As someone who has lived in a wide range of climates, from sub-tropical, desert, temperate to Canadian, I have experienced a wide variety of temperatures and humidity. The coldest I have been, barring the ice storm, was in Gare St. Lazarre train station in Paris where the cold stones seemed to suck the warmth out of my body. Chemical reactions are either endothermic or exothermic, which leads me to believe that that Train station produced an endothermic type of cold; A "humid" cold. In Canada, the cold weather is a "dry" cold. Or a "warm" cold. Despite the dichotomy this is obvious to any Canadian who leaves a minus 30 degree Celsius Canadian winter, with very low humidity, to travel to Europe where the temperatures hover around freezing, but where the humidity is 80 %.
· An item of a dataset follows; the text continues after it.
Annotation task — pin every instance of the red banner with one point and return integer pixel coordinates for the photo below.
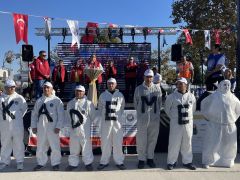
(21, 27)
(188, 37)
This leads me to the conclusion that coldness is a relatively subjective condition; governed by external and internal factors. The body would appear to posses an internal thermostat which allows people adjust to different climes; as I have moved back and forth between various climates I have noticed that it takes about a year for my body to adjust, reset the internal thermostat. Extreme temperatures are difficult to adjust to, be it high or low. Yet, I personally feel that a warm climate is easier to take than a cold climate. True, too much heat can kill as well as too little heat; from my own experience, I would prefer being too warm. My mother, God rest her soul, could not stand air conditioning. So I grew up living in a house in the South where when it hit a hundred degrees (38 degrees Celsius) and a hundred percent humidity, she might put a fan on to "cool things down a bit". Now that I live in the Great North, Canada, I would be dead by the time the temperature fell down to minus 38 degrees Celsius, much less below freezing. Most people feel cold if ambient outside temperatures fall below half their internal body temperature; this can be aggravated if their core body temperature is lowered by shock or other factors, such as age and injury.

Needless to say, you can drown as easily in a foot of water as well as in the deep blue sea, so the debate about cold is a relative one.